Num  comunicado oficial, o Executivo venezuelano classificou a postura como “imprudente e grave”, tratando-se de uma ameaça direta à soberania nacional e à ordem jurídica internacional.

No mesmo comunicado denuncia-se que as declarações foram feitas por Trump nas  suas redes sociais e representam, segundo Caracas, uma tentativa “absolutamente irracional” de impor um bloqueio com o objetivo de “roubar as riquezas do país”. As informações foram divulgadas originalmente pela emissora Telesur, com base em comunicado oficial do governo venezuelano.

Diz o  texto que Trump teria presumido que “o petróleo, as terras e as riquezas minerais da Venezuela lhe pertenciam”, exigindo a devolução imediata desses ativos.

Para o governo venezuelano, essa atitude configura uma violação do direito internacional, do livre comércio e da liberdade de navegação, princípios consagrados em tratados multilaterais e na Carta das Nações Unidas.

Diante do que classificou como “ameaças grotescas”, o governo anunciou que levará o caso formalmente à Organização das Nações Unidas (ONU).

Segundo o comunicado, o embaixador da Venezuela junto à ONU, Samuel Moncada, será responsável por apresentar a denúncia, caracterizando a iniciativa estadunidense como uma “grave violação do Direito Internacional”, em estrita observância às normas da ONU.

O Executivo venezuelano reafirma que exerce plenamente sua soberania sobre todos os seus recursos naturais e sobre o direito à livre navegação no Mar do Caribe e nos oceanos do mundo. “A Venezuela, no pleno exercício do Direito Internacional que nos protege, nossa Constituição e as leis da República, reafirma sua soberania sobre todos os seus recursos naturais, bem como o direito à livre navegação e ao livre comércio”, afirma o texto oficial.

O comunicado apela apelo ao povo dos EUA e à comunidade internacional para que rejeitem a ameaça, absurda, “extravagante”, e que, segundo o governo, revela “as verdadeiras intenções de Donald Trump de roubar as riquezas do país”.

O comunicado cita literalmente uma das publicações do presidente norte-americano, na qual ele declarou: “até que todo o petróleo, terras e outros bens que nos foram roubados sejam devolvidos aos Estados Unidos”.

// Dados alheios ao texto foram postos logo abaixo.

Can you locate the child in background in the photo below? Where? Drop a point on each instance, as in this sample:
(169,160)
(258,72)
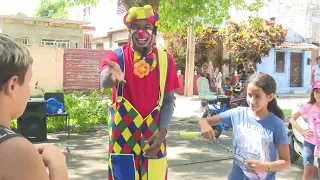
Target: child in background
(227,88)
(311,110)
(259,134)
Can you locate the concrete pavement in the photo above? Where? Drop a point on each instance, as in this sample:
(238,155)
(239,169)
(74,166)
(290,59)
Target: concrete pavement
(187,158)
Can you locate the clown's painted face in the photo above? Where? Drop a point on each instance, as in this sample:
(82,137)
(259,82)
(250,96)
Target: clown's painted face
(142,34)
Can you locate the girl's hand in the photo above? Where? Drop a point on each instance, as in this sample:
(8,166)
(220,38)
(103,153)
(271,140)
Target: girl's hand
(307,133)
(206,129)
(256,166)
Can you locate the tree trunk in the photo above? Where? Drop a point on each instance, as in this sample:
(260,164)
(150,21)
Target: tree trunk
(140,3)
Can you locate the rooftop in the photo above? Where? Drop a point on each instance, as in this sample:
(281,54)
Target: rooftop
(62,21)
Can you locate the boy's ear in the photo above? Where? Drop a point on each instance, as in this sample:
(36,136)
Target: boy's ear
(270,97)
(11,85)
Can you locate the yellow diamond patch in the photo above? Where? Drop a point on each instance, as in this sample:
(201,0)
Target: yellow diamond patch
(126,134)
(117,149)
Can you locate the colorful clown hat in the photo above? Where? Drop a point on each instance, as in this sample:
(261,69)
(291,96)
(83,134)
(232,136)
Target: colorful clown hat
(146,12)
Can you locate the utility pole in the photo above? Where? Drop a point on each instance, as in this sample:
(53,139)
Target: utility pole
(189,78)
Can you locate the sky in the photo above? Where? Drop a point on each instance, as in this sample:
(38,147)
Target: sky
(28,7)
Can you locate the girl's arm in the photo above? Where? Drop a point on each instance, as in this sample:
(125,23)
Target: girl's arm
(282,164)
(312,76)
(293,121)
(212,121)
(284,159)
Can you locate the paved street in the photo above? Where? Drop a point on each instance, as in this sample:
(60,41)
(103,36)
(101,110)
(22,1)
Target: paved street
(188,158)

O  governo bolivariano sustenta que essa postura confirma uma intenção histórica de apropriação dos recursos venezuelanos por meio de “gigantescas campanhas de mentiras e manipulação”.

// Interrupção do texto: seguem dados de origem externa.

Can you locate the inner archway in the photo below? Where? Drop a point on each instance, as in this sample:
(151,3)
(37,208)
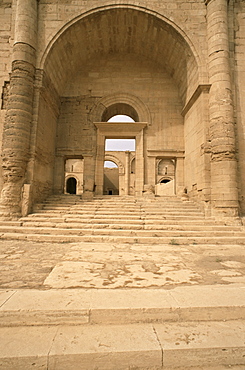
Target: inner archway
(118,68)
(111,178)
(71,185)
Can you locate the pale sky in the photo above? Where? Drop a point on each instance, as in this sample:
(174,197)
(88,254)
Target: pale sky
(119,144)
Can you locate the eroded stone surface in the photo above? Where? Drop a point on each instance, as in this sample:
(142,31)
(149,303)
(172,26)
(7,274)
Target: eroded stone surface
(106,265)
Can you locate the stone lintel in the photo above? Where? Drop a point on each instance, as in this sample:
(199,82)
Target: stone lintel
(209,1)
(199,90)
(122,129)
(166,153)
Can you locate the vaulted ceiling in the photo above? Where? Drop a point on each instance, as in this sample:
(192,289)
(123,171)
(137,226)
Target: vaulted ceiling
(121,31)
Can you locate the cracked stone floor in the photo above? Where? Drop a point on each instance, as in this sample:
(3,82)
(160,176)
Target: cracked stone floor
(107,265)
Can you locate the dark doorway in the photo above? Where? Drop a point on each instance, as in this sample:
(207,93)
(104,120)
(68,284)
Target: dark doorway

O texto reforça ainda que “a Venezuela nunca mais será colonia de nenhum império ou potência estrangeira” e que o país seguirá, junto com seu povo, “o caminho da construção da prosperidade e da defesa irrestrita de nossa independência e soberania”.

A declaração termina a lembrar as palavras de Simón Bolívar: “felizmente, alguns homens livres conseguiram derrotar impérios poderosos”.

E nao esqueçamos o pastor luterano alemão Martin Niemöller

O Museu Memorial do Holocausto dos Estados Unidos cita o seguinte texto como uma das muitas versões poéticas do discurso,

Primeiro eles vieram buscar os socialistas, e eu fiquei calado — porque não era socialista.

Então, vieram buscar os sindicalistas, e eu fiquei calado — porque não era sindicalista.

Em seguida, vieram buscar os judeus, e eu fiquei calado — porque não era judeu.

Foi então que eles vieram me buscar, e já não havia mais ninguém para me defender.